Rough justice, you may say, but it is only with a bit of harmless ragging that these types can ever be made to see sense. When Peter Hain ventured into Annabel's in a floral cravat and a pair of fawn slacks in the mid-1980s for instance, he began spouting all sorts of nonsense about helping the poor and the needy and other tiresome elements.

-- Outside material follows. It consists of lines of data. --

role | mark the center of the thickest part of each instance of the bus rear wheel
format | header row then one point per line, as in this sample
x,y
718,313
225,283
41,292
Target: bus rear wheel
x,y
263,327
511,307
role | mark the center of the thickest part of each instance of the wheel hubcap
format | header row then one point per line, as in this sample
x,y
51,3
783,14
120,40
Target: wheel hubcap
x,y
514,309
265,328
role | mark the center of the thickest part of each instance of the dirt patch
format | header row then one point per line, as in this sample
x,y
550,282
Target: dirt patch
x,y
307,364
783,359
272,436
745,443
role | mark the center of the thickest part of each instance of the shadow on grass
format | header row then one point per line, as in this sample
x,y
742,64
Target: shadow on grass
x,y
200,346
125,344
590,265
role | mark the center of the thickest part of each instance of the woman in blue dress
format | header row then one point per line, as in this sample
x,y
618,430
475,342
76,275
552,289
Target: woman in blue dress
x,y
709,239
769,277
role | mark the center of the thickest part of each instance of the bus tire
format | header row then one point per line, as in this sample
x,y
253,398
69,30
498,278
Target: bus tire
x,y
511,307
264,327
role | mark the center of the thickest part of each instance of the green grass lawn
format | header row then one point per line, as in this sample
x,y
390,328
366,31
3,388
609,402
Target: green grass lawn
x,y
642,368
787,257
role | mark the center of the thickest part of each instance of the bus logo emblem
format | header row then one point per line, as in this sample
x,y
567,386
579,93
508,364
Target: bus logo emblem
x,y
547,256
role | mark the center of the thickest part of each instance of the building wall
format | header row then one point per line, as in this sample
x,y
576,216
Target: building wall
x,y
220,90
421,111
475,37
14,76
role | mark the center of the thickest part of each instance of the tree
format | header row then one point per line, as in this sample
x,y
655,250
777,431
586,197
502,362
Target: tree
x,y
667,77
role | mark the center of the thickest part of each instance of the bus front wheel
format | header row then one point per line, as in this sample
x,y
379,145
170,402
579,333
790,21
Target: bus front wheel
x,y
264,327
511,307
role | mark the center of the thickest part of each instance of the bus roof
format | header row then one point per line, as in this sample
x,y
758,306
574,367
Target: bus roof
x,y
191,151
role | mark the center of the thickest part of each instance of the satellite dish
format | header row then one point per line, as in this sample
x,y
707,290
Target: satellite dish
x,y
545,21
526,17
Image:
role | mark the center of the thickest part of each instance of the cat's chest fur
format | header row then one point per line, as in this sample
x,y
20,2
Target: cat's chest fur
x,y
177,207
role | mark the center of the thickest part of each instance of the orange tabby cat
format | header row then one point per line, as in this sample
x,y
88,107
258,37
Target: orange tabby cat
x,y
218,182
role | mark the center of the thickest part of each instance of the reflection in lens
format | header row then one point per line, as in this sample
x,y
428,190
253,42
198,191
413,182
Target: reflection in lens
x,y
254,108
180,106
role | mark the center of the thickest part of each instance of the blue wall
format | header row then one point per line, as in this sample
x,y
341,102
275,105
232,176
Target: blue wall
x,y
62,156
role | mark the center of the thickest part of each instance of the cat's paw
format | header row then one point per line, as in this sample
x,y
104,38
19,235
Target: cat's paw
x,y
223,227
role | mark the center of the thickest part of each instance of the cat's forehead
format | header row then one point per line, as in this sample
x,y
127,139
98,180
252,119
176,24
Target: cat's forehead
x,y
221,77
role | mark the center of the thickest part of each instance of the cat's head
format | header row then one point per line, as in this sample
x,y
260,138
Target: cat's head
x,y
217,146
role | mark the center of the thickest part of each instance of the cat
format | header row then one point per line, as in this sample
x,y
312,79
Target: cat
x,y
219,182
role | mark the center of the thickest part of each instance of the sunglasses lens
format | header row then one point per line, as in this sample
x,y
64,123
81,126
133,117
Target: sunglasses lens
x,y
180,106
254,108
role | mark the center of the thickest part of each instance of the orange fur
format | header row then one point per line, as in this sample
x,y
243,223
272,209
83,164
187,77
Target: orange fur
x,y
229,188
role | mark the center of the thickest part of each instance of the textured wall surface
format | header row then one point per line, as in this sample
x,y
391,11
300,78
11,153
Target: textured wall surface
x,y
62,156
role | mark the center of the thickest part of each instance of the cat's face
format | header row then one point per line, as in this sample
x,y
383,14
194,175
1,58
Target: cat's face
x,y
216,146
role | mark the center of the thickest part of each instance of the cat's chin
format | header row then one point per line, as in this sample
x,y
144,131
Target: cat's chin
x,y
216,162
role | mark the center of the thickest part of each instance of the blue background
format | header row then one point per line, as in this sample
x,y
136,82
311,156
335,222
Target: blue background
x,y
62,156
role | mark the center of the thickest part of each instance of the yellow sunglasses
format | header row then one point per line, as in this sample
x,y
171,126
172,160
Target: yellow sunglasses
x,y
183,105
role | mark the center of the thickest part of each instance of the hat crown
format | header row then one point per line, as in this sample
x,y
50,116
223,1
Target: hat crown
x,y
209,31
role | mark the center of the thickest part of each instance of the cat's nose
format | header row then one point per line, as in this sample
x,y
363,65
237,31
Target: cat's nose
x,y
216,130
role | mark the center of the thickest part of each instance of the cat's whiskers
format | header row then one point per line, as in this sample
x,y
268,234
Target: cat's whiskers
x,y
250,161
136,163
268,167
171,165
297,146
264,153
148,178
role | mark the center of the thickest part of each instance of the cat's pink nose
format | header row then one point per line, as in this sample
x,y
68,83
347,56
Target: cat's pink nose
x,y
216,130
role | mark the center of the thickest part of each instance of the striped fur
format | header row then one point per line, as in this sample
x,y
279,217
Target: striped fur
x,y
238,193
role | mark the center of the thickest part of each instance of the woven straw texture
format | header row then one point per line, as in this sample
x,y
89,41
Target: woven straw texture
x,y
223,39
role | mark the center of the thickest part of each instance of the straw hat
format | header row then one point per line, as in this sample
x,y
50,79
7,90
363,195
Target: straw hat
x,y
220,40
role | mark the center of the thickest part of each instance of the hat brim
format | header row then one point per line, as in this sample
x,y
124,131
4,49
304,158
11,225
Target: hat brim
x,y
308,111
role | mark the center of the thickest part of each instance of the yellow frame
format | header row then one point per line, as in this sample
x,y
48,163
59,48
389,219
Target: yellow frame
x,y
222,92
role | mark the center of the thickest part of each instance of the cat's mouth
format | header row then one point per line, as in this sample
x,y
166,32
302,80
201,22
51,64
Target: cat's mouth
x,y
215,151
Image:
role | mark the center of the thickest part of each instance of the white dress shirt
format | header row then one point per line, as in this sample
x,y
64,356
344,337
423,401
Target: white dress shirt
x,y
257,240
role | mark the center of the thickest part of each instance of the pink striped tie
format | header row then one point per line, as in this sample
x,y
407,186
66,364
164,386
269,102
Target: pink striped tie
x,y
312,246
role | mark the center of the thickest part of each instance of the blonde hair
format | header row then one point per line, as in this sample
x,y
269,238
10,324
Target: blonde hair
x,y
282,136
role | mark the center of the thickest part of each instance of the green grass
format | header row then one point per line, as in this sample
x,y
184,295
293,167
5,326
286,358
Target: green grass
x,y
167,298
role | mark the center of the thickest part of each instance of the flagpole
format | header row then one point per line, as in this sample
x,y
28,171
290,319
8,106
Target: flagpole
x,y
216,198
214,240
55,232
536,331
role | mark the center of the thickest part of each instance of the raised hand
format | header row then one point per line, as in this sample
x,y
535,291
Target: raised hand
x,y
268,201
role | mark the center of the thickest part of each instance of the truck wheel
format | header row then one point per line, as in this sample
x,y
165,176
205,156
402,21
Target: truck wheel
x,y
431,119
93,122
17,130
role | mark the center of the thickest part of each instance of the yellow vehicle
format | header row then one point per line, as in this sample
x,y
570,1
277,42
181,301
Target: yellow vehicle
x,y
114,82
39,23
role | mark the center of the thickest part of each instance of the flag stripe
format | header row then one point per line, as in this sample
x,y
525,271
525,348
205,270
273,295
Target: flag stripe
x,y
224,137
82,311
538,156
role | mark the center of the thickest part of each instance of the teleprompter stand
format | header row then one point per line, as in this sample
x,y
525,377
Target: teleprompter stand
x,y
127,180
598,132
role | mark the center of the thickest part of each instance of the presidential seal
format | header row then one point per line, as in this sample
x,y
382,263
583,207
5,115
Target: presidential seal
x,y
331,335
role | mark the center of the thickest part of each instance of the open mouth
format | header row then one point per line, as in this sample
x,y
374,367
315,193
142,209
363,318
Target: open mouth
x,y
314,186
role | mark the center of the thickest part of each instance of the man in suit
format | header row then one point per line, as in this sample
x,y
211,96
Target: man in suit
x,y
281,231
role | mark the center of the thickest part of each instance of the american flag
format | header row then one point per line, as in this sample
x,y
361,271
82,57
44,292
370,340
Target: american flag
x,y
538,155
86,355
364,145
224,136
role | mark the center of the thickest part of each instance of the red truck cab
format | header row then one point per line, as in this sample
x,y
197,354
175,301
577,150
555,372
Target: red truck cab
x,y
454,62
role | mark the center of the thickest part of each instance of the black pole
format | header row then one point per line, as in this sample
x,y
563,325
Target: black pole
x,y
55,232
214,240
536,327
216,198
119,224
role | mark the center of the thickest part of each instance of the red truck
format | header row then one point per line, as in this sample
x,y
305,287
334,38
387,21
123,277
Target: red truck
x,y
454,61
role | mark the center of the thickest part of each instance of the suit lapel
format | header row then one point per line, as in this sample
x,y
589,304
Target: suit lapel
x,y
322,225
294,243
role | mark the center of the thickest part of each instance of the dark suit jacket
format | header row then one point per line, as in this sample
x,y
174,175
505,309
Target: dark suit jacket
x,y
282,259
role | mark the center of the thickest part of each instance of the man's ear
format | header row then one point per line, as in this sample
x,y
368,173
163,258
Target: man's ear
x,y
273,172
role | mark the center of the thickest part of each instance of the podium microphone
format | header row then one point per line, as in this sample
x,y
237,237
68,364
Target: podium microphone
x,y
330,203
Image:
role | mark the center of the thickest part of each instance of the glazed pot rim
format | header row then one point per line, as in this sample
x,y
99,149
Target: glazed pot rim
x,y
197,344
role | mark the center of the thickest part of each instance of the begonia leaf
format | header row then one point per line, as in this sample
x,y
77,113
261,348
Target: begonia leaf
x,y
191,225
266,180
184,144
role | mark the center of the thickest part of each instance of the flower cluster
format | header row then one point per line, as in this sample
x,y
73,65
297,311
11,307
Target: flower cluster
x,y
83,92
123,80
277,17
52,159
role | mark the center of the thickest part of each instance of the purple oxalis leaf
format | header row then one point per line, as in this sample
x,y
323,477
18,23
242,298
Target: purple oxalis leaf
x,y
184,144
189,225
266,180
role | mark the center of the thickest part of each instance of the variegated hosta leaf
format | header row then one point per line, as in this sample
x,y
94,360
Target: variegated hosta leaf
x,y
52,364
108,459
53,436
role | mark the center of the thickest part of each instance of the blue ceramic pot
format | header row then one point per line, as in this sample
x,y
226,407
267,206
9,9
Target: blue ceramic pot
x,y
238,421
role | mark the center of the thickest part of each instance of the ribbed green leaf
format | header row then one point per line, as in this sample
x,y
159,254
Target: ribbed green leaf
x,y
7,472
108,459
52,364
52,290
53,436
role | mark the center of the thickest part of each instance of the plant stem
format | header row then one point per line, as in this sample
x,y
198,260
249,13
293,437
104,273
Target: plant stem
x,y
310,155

Need I go on? At a given signal from General Pinochet, who was Entertainments Secretary at the time, a nippy group of younger members hurled a grubby sheet over the wretched Hain, placed him in leg irons and frog-marched him to the Re-education Room behind the artificial book-case, there to be dosed-up with drugs and permitted to repent at his leisure. Result? Not a Lefty squeak from the fellow since, in fact quite the opposite.
7 Comments:
The problem with the Norman Johnson thing is that it's a parody of stuff that already comes close to self parody anyway. It's superfluous. I think this is also why the HP parody sites never really got off the ground either (though Oliver Kampf was pretty funny).
- RK
I think CB is having a go at Taki, isn't he? Although the fact that Taki is mentioned by name and the absence of crude anti-Semitism would suggest otherwise.
I fell for it I admit, I think this was because it did not occur to me that anyone would attempt to parody the "muscular liberals" and also because the views expressed by "Norman Johnson" are so similar to those of the DL.Probably because Geras and Johnson are the DL.I'm not sure I get the joke.
V.
The above comment assumed that Geras and Johnson write "Norman Johnson". I got the wrong end of the stick (again). My bad.
V.
BB, I think Craig Brown is having a go at all of that smug Tory set. I don't understand the rest of your comment -- or I think I do, and it's clearly wrong. CB certainly isn't an anti-semite; and Taki certainly is. You can easily Google taki anti-semitism. See his former employer, Conrad Black, for instance.
Someone needs to do a parody of Melanie Phillips, surely?
I think that would be fun, if regularly published in a rival newspaper.
Dave,
you've got BB's point wrong, it being that CB's piece is not a parody of taki, as it mentions Taki, and isn't anti-semitic.